Though Treworgy removed the sign Monday morning, after someone stopped to say it was hurtful, the Facebook battle continued to rage.

On Monday, several members of the family said they were taken aback by the backlash they had received.

A sampling of posts from Question 1 supporters:

• “You have lost all of my family’s business as of now. You may not know me personally, but my family has done business for years with you. It’s disgusting that you would bring personal ideals into your business page. All the years you took making the orchard great and in a matter of weeks, you have ruined your name and business. We will be using Wallingford’s Orchard as of now. Hopefully lost profits will teach you to be tolerant and respectful in future business dealings.”

• “You are certainly entitled to your beliefs but your business will no longer be supported by my family.”

• “No matter your belief, it still shouldn’t be expressed at your place of business. You lost so many of your loyal customers. While you may believe that being gay is a sin, no one is free of sin, including you.”

And a sample from those who support the Treworgy family:

• “You may have lost many who ‘like’ your page, but you have gained me.”

• “ … I commend you for defending/explaining your stance on Question 1. I think it’s sad that because you support No on 1 that you are looked upon as ‘closed-minded’ or discriminatory. So what that you don’t share the Yeson 1 viewpoint. … I thought we lived in a free country with freedom of speech.”

• “You have a new customer in my family. Thank you for your courage.”

• “I will continue to support your farm. Regardless of your point of view. If everyone could take a minute and stop condemning people of their views it would be great.
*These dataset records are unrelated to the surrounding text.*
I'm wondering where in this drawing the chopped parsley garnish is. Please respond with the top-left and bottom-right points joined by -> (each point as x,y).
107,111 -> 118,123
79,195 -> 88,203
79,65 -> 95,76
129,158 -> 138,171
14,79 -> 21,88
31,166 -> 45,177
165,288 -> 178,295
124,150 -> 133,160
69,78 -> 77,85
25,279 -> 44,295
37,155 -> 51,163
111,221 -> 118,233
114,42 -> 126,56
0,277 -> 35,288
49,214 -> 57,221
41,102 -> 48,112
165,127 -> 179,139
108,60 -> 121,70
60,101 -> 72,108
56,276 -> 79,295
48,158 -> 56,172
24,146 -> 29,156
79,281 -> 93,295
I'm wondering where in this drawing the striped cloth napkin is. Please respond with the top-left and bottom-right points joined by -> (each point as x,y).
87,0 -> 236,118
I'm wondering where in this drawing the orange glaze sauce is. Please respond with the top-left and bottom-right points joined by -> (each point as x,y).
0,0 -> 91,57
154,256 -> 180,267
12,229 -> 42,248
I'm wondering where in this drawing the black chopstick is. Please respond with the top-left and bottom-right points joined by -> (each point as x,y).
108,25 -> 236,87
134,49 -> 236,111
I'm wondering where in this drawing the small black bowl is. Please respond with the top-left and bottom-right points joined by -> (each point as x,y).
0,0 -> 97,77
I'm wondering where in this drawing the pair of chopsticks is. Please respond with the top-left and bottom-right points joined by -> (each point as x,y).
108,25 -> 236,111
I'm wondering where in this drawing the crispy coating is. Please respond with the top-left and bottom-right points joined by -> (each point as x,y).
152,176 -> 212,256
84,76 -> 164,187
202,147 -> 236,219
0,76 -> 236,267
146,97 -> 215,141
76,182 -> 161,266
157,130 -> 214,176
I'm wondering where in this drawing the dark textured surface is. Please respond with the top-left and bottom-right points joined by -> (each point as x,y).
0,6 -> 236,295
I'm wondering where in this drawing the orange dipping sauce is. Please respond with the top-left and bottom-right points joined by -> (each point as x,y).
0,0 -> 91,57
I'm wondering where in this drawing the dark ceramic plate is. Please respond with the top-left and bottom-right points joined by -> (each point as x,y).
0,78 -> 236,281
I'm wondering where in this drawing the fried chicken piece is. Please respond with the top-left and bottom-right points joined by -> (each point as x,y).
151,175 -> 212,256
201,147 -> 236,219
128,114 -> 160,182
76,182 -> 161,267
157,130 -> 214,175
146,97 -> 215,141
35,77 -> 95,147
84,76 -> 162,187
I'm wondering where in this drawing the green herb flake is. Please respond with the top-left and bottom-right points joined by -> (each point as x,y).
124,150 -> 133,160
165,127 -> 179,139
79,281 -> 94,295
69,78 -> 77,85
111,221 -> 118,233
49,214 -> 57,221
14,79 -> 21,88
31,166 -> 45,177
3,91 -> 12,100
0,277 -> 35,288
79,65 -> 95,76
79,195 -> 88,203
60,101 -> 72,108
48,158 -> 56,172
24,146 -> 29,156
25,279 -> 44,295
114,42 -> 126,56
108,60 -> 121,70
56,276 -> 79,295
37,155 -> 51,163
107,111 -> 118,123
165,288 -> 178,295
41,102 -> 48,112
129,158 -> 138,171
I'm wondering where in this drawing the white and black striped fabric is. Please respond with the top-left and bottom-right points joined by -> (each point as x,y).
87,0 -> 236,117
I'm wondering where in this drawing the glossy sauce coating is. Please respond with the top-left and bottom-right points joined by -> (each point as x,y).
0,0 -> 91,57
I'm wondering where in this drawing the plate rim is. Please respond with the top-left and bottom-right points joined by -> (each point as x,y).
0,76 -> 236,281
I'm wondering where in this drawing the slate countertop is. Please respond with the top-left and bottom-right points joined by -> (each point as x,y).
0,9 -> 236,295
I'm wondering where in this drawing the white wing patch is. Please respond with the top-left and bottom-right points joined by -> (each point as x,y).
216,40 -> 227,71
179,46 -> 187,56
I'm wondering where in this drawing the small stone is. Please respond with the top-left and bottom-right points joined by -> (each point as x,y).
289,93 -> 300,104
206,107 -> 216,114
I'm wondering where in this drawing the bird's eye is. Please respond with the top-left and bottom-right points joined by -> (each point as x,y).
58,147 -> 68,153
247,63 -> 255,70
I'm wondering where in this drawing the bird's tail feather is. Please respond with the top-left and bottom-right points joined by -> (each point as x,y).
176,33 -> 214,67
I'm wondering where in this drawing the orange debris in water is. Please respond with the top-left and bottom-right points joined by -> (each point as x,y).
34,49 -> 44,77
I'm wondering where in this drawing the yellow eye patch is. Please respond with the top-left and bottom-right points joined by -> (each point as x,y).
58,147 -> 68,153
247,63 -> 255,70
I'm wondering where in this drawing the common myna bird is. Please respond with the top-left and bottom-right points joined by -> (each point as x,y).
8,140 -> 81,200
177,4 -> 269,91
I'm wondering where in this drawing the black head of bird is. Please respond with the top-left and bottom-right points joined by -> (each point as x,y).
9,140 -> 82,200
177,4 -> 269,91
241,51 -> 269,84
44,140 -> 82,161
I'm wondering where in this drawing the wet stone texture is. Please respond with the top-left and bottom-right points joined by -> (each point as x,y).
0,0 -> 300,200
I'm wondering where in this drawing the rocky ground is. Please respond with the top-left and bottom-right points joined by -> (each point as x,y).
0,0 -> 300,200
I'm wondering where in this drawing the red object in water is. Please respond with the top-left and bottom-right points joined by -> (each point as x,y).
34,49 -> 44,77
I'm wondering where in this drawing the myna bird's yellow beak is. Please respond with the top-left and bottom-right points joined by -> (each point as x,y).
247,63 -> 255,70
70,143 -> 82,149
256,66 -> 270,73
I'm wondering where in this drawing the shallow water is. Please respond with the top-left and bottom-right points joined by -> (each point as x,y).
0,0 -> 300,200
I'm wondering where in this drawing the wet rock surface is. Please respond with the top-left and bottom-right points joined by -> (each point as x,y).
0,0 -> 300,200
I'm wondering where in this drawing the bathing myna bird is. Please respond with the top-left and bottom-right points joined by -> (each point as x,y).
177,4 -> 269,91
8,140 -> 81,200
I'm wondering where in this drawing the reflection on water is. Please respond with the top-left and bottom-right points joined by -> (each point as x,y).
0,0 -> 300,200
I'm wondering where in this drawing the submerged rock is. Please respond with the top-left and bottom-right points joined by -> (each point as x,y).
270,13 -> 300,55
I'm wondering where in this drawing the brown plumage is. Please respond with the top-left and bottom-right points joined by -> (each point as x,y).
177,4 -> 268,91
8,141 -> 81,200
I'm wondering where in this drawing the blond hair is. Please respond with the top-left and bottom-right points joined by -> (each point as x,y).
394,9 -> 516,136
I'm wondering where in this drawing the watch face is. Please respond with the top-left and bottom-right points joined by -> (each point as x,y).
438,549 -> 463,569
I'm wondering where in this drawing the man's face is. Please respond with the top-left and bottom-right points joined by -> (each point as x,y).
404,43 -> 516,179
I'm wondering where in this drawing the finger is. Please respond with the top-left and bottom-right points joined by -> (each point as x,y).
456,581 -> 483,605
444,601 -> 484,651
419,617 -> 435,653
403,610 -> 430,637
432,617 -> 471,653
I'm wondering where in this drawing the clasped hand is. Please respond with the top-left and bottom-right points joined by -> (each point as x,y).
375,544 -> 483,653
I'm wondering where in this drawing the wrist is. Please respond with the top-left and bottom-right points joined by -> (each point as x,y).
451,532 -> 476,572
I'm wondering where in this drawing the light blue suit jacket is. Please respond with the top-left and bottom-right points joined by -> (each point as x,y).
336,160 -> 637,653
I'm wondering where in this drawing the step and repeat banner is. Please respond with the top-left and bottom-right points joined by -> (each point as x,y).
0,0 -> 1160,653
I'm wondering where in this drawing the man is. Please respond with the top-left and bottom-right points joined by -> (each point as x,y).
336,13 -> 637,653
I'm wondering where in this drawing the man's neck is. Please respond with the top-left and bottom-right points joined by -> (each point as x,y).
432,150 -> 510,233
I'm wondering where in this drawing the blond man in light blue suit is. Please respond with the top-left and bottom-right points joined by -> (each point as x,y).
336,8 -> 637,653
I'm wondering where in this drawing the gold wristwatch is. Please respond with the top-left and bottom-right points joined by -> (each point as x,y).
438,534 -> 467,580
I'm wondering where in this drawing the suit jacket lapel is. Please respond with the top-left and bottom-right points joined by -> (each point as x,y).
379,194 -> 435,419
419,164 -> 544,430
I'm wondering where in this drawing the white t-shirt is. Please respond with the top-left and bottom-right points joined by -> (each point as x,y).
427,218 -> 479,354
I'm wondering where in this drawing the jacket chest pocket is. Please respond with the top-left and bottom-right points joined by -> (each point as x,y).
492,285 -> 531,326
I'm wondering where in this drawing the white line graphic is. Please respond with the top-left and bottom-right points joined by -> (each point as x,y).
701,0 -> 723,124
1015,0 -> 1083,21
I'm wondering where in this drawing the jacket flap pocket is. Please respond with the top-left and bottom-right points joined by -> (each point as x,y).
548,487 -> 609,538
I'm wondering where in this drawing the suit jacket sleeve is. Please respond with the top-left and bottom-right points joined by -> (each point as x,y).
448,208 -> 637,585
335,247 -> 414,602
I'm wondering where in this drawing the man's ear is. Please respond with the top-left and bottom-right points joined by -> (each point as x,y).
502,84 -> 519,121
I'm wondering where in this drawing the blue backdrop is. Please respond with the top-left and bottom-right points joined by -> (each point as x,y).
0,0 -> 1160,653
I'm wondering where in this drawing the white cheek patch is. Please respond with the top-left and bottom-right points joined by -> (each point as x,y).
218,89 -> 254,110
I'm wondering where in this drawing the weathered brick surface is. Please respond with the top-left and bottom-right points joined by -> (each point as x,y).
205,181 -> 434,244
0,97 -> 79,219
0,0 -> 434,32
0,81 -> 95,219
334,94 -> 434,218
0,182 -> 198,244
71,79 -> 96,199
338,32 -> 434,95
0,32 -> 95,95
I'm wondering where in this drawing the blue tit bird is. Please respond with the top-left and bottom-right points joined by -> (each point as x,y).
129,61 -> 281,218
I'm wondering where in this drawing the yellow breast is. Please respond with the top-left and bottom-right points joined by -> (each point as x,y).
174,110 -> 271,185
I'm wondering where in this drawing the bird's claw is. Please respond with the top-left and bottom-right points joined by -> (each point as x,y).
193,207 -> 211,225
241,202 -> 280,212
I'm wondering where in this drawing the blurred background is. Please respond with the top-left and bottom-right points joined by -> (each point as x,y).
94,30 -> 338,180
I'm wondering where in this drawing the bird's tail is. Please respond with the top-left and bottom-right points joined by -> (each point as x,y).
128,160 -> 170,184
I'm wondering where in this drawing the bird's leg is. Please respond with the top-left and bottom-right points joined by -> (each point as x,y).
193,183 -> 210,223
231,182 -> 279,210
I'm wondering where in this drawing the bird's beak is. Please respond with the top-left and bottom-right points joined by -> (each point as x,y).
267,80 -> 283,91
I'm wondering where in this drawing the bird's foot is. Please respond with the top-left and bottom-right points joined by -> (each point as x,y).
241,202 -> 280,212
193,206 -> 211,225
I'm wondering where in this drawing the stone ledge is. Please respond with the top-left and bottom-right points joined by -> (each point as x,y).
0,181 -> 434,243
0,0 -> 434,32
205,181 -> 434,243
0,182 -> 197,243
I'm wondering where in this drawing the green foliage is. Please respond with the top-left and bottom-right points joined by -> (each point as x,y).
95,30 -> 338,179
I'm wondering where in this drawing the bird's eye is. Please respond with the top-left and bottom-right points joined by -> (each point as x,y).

With that being said … If people knew every company’s personal views they wouldn’t be able to shop anywhere. … Btw I support gay marriage … I believe everyone should have the right to marry who they love … Same rights as everyone else … No more no less.”

The controversy playing out on the Treworgy Family Orchards Facebook page prompted the family to post a lengthy statement Sunday night in which the family apologized for any hurt the sign might have caused — but at the same time stood by its position on same-sex marriage.

“This is obviously a very divisive issue and we value the freedom for every citizen to exercise their rights to express their opinion,” the statement read. “It’s a shame that so many assume that we are hateful and discriminatory simply because we are convinced that marriage is defined by a higher power than civil government.”

It was not clear Monday how the to-do over the sign might affect the orchard’s business in the long run. Kenerson said everyone, regardless of their politics, is welcome.

“We want people to know that it is possible to disagree with someone and continue to love and serve them as we have consistently done for years at our farm. No matter the outcome of the referendum in November.

Treworgy Family Orchards will continue to be a place that welcomes and serves people from every walk of life,” he said. “We love all our guests even if we don’t see eye to eye on everything.”